# Joules warehouse clearance sale



## Stacie_and_Jed (14 July 2008)

Does anyone know when this is! I know the sale is online at the moment and i thought that usually they are on around the smae time?


----------



## Kenzo (14 July 2008)

Dont know but when you find out tell me cos I'm a total joules junky!

all there clothes seem to wash really nice and never shrink or fall to bits, LOVE EM!


----------



## Stacie_and_Jed (14 July 2008)

Yeah me to!!! I will literally cry if i miss it! I went last year and spent £90 odd and worked out i had nearly £300 worth of lovely clothes, hats, pj's and more!!!


----------



## Kenzo (14 July 2008)

OH MY LIFE! really?, wow  
	
	
		
		
	


	




 I didnt even know they had a warehouse clearance to be honest.  

Where is it? is it down South? definately worth a trip down if you can save that much money.  
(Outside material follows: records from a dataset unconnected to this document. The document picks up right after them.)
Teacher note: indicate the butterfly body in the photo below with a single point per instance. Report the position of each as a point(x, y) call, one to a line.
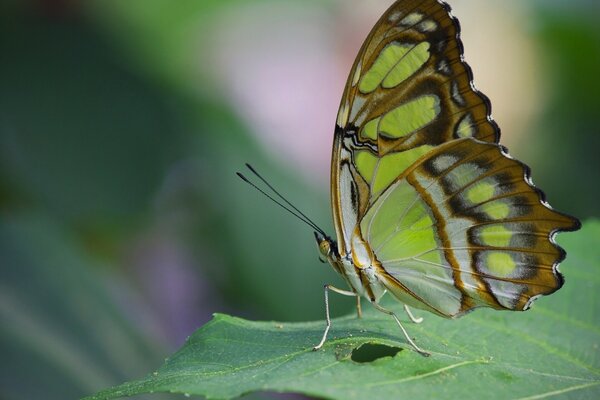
point(426, 204)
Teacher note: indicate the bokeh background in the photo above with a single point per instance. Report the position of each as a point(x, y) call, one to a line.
point(122, 123)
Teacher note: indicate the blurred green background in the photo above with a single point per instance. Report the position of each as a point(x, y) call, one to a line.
point(122, 123)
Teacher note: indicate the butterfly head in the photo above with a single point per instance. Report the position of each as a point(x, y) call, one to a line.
point(327, 246)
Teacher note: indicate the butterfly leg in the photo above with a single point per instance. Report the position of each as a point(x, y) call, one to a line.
point(327, 289)
point(413, 344)
point(414, 319)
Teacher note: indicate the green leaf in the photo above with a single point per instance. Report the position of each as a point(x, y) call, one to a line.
point(549, 351)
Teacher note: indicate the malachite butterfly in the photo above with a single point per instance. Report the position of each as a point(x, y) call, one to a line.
point(426, 204)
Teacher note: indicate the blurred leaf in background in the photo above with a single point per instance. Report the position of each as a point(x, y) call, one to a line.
point(122, 124)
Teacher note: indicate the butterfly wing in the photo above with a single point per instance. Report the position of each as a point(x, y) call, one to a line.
point(462, 228)
point(418, 175)
point(408, 90)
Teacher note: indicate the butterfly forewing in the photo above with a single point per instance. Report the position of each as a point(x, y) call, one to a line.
point(418, 175)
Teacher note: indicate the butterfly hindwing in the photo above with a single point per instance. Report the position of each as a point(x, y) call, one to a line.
point(462, 228)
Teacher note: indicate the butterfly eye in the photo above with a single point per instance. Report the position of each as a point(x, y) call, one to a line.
point(324, 247)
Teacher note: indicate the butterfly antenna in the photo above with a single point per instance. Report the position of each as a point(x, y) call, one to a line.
point(286, 205)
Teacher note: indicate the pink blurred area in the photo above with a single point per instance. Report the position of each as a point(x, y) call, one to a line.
point(284, 64)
My wardrobe is dominated purely with Joules, if only they did more horsey stuff thought too, my friend has a joules saddle cloth and I love it, its a stripey/check with gorgeous colours and the quality is brilliant, think she got it from an outlet store, the one in York, McAurther Glen I think it was.


----------



## teapot (14 July 2008)

Tends to be in Market Harborough or around that area. If you're on the mailing list you should hear something if they're doing one


----------



## Stacie_and_Jed (14 July 2008)

[ QUOTE ]
Tends to be in Market Harborough or around that area. If you're on the mailing list you should hear something if they're doing one 

[/ QUOTE ]

Oh i was put on the mailing list last year so hopefully ill hear! 

Thank you for that.


----------



## johannapage (14 July 2008)

we have a joules clearance store not far from us....hehe its LOTS of fun going to have a peek!


----------



## sallyellis (14 July 2008)

WHERE is the Joules Clearance store in Somerset, I never knew there was one????


----------



## teapot (14 July 2008)

[ QUOTE ]
WHERE is the Joules Clearance store in Somerset, I never knew there was one???? 

[/ QUOTE ]

It's in Street at the Clarks outlet village


----------



## sallyellis (14 July 2008)

Oooh thanks for that might have to go and have a little look


----------